由于计算机中实数使用浮点数表示,所以编程无法判断实数是否为有理数,因此这里的只考虑

  • 整数
  • 实数
  • 复数

整体结构:

  • 2.85helper
    • apply.scm(修改)
    • arithmetic.scm
    • drop.scm(新增)
    • height.scm(删除有理数部分)
    • raise.scm(删除有理数部分)
  • 2.85.scm

drop.scm:

  • 思路是比较简单的,如果(raise(project(x))) = x,那么则可以project;否则返回x。
(load "2.85helper/raise.scm")

(define (install-project-package)
    (put 'project 'complex
        (lambda (x) (make-real (real-part x))))
    (put 'project 'real
        (lambda (x) (make-integer (round x))))
)

(define (drop x)
    (let ((type-x (type-tag x))
          (project-x (get 'project (type-tag x))))
        (if project-x
            (let ((x-project (project-x (contents x))))
                (let ((raise-x (get 'raise (type-tag x-project))))
                    (let ((x-raise (raise-x (contents x-project)))
                          (eq (get 'equ? (list type-x type-x))))
                        (if (eq (contents x) (contents x-raise))
                            (drop x-project)
                            x))))
            x)))

apply.scm:

(define (apply-generic op . args)
  (let ((type-tags (map type-tag args)))
    (let ((proc (get op type-tags)))
      (if proc
          ; 新增
          (drop (apply proc (map contents args)))
          (if (= (length args) 2)
              (let ((type1 (car type-tags))
                    (type2 (cadr type-tags))
                    (a1 (car args))
                    (a2 (cadr args)))
                (let ((h1 (height type1))
                      (h2 (height type2)))
                     (define h (abs (- h1 h2)))
                  ; 修改
                  (cond ((< h1 h2)
                         (drop (apply-generic op a1 (raise-k-times a2 h))))
                        ((> h1 h2)
                         (drop (apply-generic op (raise-k-times a1 h) a2)))
                        (else
                         (drop (apply-generic op a1 a2))))))
              (error "No method for these types"
                     (list op type-tags)))))))

主程序:

(load "2.85helper/arithmetic.scm")

(define (add x y) (apply-generic 'add x y))
(define (sub x y) (apply-generic 'sub x y))
(define (mul x y) (apply-generic 'mul x y))
(define (div x y) (apply-generic 'div x y))
(define (magnitude z) (apply-generic 'magnitude z))

; test
(define d1 (make-integer 1))
(define d2 (make-real 1.0))
(define d3 (make-real -1.5))
(define d4 (make-real 2.5))
(define d5 (make-complex-from-real-imag 1.5 2))
(define d6 (make-complex-from-real-imag 1.5 -2))
(newline)
(display (add d1 d2))
(newline)
(display (add d3 d4))
(newline)
(display (add d5 d6))

(exit)

结果如下:

(integer . 2.0)
(integer . 1.0)
(integer . 3.0)

2.86(p137)

参考资料:

http://community.schemewiki.org/?sicp-ex-2.86

这部分如果要完全实现还是比较复杂的,这部分留在完整的运算系统中实现,这里只补充核心部分。

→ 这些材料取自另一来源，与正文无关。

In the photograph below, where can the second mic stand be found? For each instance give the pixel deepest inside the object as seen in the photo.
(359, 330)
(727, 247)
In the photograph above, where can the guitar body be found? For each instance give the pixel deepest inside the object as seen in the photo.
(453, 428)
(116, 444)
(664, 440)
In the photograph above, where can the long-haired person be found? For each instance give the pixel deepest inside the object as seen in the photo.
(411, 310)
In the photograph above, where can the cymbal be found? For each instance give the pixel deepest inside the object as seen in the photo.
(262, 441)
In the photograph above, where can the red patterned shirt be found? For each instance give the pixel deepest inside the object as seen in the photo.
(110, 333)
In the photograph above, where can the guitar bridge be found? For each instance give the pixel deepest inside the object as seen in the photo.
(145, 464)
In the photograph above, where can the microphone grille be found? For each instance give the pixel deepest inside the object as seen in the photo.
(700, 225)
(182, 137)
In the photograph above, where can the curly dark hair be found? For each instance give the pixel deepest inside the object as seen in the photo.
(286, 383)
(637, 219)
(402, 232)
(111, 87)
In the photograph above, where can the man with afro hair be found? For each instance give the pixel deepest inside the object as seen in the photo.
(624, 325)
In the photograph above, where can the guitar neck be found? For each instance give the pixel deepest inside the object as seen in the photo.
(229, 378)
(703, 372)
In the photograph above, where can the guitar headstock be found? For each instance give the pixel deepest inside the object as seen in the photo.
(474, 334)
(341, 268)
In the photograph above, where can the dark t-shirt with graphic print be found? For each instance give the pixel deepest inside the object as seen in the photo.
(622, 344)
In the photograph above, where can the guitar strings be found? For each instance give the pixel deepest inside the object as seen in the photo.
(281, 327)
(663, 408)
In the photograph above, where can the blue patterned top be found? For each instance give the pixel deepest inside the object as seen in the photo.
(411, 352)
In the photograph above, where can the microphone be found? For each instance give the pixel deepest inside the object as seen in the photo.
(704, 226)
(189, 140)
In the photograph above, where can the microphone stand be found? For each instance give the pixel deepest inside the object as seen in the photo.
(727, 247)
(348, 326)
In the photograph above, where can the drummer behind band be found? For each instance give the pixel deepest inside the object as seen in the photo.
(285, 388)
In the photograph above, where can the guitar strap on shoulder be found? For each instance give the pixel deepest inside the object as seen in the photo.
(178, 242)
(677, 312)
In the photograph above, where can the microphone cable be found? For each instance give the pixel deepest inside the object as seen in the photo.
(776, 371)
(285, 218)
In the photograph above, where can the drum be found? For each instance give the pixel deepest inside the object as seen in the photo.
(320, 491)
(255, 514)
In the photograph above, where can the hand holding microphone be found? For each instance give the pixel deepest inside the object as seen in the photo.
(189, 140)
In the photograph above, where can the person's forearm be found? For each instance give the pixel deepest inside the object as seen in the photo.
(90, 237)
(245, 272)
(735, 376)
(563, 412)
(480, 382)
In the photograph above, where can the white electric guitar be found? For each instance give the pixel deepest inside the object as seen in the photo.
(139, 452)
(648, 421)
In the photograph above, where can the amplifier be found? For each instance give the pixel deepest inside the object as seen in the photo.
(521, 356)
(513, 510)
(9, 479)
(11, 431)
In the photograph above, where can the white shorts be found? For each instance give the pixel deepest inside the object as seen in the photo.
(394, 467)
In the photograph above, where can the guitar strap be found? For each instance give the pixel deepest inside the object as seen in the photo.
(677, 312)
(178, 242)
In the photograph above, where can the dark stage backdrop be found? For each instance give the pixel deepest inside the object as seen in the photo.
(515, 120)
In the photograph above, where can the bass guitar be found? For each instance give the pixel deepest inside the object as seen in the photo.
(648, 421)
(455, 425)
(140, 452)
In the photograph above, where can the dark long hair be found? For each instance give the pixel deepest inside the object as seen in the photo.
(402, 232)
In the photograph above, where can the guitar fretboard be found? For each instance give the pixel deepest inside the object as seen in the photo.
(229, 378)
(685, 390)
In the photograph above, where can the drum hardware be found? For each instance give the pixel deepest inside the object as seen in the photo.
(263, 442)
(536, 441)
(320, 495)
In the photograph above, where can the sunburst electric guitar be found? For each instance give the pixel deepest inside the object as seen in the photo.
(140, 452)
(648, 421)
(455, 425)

  • 将加减乘除替换为add, sub, mul, div
  • 定义通用的sin, cos, square, sqrt, atan

op.scm:

(define (add x y) (apply-generic 'add x y))
(define (sub x y) (apply-generic 'sub x y))
(define (mul x y) (apply-generic 'mul x y))
(define (div x y) (apply-generic 'div x y))
(define (magnitude z) (apply-generic 'magnitude z))
(define (raise x) (apply-generic 'raise x))
(define (value x) (apply-generic 'value x))

(define (sine x)
    (sin (value x)))

(define (cosine x)
    (cosine (value x)))

(define (square x)
    (* (value x) (value x)))

(define (sqrt x)
    (sqrt (value x)))

(define (atan x)
    (atan (value x)))